More information is coming out on the specifics of how Volkswagen managed to do so well on diesel emissions testing. Recall how Tom Brady allegedly lowered the air pressure in his footballs to make them easier to catch? VW did the opposite, overinflating the tires to give them less resistance. It also mixed diesel fuel into the motor oil to reduce internal friction and improve economy. This from the German newspaper Bild am Sontag, quoting VW engineers and internal reports.
Separately, VW in the US is offering a make-good of $ 1,000 to owners of VW diesels: $ 500 as a Visa prepaid credit card that can be used anywhere and $ 500 in credit to be used at a VW dealership for services, accessories, or possibly toward a new VW. Taking VW’s money doesn’t affect the owners’ rights to seek other recourse, the company says. If you paid $ 30,000 for your VW diesel, that’s a 3.3% rebate.
Where VW and owners stand
Over the summer, it came to light that VW diesels could sense when they were being emissions-tested and only then did the car’s software put them in lowest-emissions mode. At other times, the cars ran dirtier. The number of cars affected has climbed into the millions. Sales of VW diesels were halted in the US. Audi and Porsche, other brands affiliated with Volkswagen, have been linked tothe emissions problem. The liability might approach $ 100 billion, possibly more than the company is worth.
Inflategate: The crisis continues to build
The German newspaper said it talked with several Volkswagen engineers and learned that tampering with the testing process began in 2013, the year after departed CEO Martin Winterkorn said VW would reduce CO2 emissions 30% by 2015. VW’s technical wizards found the goal impossible to meet through engineering wizardry. Instead, they turned to trickery.
One tactic was to increase tire pressure to 3.5 bar or 51 pounds per square inch, 10-15 psi higher than most cars run at. A stiffer tire has less rolling resistance and better fuel economy. A tire pumped up that high, especially with low-profile tires, might be more susceptible to blowouts on potholes. It would also be less comfortable for passengers. Lower pressure improves the ride in cars and makes footballs easier to catch. Until the league catches you doing it and proves its case. Here, VW appears to be in hotter water than the New England Patriots.
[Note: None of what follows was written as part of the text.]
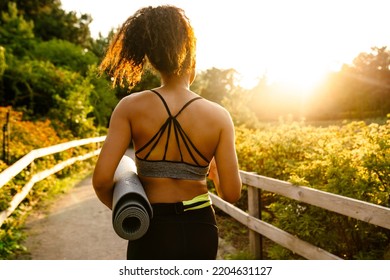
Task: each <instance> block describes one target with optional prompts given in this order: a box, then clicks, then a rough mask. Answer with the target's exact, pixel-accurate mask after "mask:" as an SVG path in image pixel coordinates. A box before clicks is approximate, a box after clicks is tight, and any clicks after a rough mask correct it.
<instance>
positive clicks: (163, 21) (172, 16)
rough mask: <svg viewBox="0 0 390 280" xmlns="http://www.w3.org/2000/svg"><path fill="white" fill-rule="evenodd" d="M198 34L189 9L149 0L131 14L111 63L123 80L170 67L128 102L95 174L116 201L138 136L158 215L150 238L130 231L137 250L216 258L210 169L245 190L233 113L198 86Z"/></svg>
mask: <svg viewBox="0 0 390 280" xmlns="http://www.w3.org/2000/svg"><path fill="white" fill-rule="evenodd" d="M195 44H196V38H195V35H194V32H193V29H192V27H191V25H190V22H189V20H188V18H187V17H186V16H185V14H184V11H183V10H181V9H179V8H177V7H173V6H160V7H156V8H153V7H147V8H143V9H140V10H138V11H137V12H136V13H135V14H134V15H133V16H131V17H130V18H129V19H127V21H126V22H125V23H124V24H123V26H122V27H121V28H120V30H119V31H118V33H117V35H116V37H115V38H114V40H113V41H112V43H111V45H110V46H109V48H108V51H107V54H106V56H105V58H104V60H103V61H102V64H101V68H102V70H103V71H107V72H108V73H109V74H110V75H111V76H112V77H113V81H114V83H120V84H122V85H123V84H125V83H127V84H128V85H130V86H132V85H134V84H136V83H137V82H138V81H139V80H140V77H141V75H142V71H143V69H144V67H146V65H147V64H148V65H150V66H151V67H152V68H154V70H156V71H157V72H158V73H159V74H160V77H161V87H159V88H156V89H152V90H145V91H142V92H138V93H134V94H131V95H129V96H127V97H125V98H123V99H122V100H121V101H120V102H119V103H118V105H117V107H116V108H115V110H114V112H113V114H112V117H111V121H110V126H109V130H108V135H107V138H106V141H105V143H104V145H103V147H102V150H101V153H100V156H99V158H98V161H97V164H96V167H95V171H94V175H93V186H94V189H95V191H96V194H97V196H98V198H99V199H100V200H101V201H102V202H103V203H104V204H105V205H106V206H107V207H109V208H110V209H111V207H112V193H113V185H114V181H113V177H114V173H115V169H116V167H117V166H118V163H119V161H120V160H121V158H122V156H123V155H124V153H125V151H126V149H127V148H128V147H129V144H130V143H132V144H133V146H134V149H135V155H136V157H135V162H136V166H137V172H138V176H139V178H140V181H141V182H142V184H143V186H144V188H145V192H146V194H147V196H148V199H149V201H150V203H151V204H152V207H153V219H152V221H151V224H150V227H149V230H148V232H147V233H146V234H145V235H144V236H143V237H142V238H140V239H138V240H135V241H129V245H128V250H127V258H128V259H215V258H216V255H217V249H218V228H217V226H216V222H215V214H214V211H213V208H212V206H211V201H210V198H209V196H208V190H207V184H206V177H207V175H208V177H209V178H210V179H211V180H213V181H214V185H215V187H216V190H217V193H218V195H219V196H220V197H221V198H223V199H224V200H226V201H228V202H231V203H234V202H236V201H237V200H238V199H239V198H240V193H241V179H240V176H239V172H238V163H237V157H236V151H235V146H234V127H233V124H232V120H231V118H230V115H229V113H228V112H227V111H226V110H225V109H223V108H222V107H221V106H219V105H217V104H215V103H213V102H210V101H208V100H205V99H203V98H201V97H200V96H198V95H197V94H196V93H194V92H192V91H191V90H190V85H191V83H192V82H193V80H194V78H195Z"/></svg>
Another trick was to mix diesel fuel into the motor oil, supposedly to make the car run smoother and use less fuel. It’s not clear if VW meant on cars built for customers or only for tested vehicles. Diesel is a waxy fuel with some lubricating properties — certainly more than gasoline — but thinner than motor oil, so it’s unclear if engine wear might be affected.
Giving customers a bone
Monday’s announcement of $ 1,000 awards to diesel owners drew some immediate pushback, particularly from lawyers who a) have a deep understanding of credit card rules in South Dakota (where the VW credit cards are being issued) and b) might represent VW owners in lawsuits. The lawyers say the credit rules are confusing, so when VW promises, “Taking the gift card and dealership credits [$ 500 each] doesn’t affect the owner’s right to sue,” maybe it might. Or so they say.
Back in September, we predicted that VW would need to sweeten the pot to keep owners loyal with “make-good cash in the thousands, not hundreds, and a goodwill coupon for your next Volkswagen.” The $ 500-plus-$ 500 awards are a start. We doubt VW intends the wording on the gift cards to steal their legal rights. More likely, VW is as confused by the fine print on credit cards as we are.
VW is also offering incentives to dealers. One is an offer to buy back used (and currently unsalable) VW diesels at the price they were worth before the emissions scandal broke. (Sorry, dealers only, not owners.) The $ 500 dealership-only credit also drives business to dealers.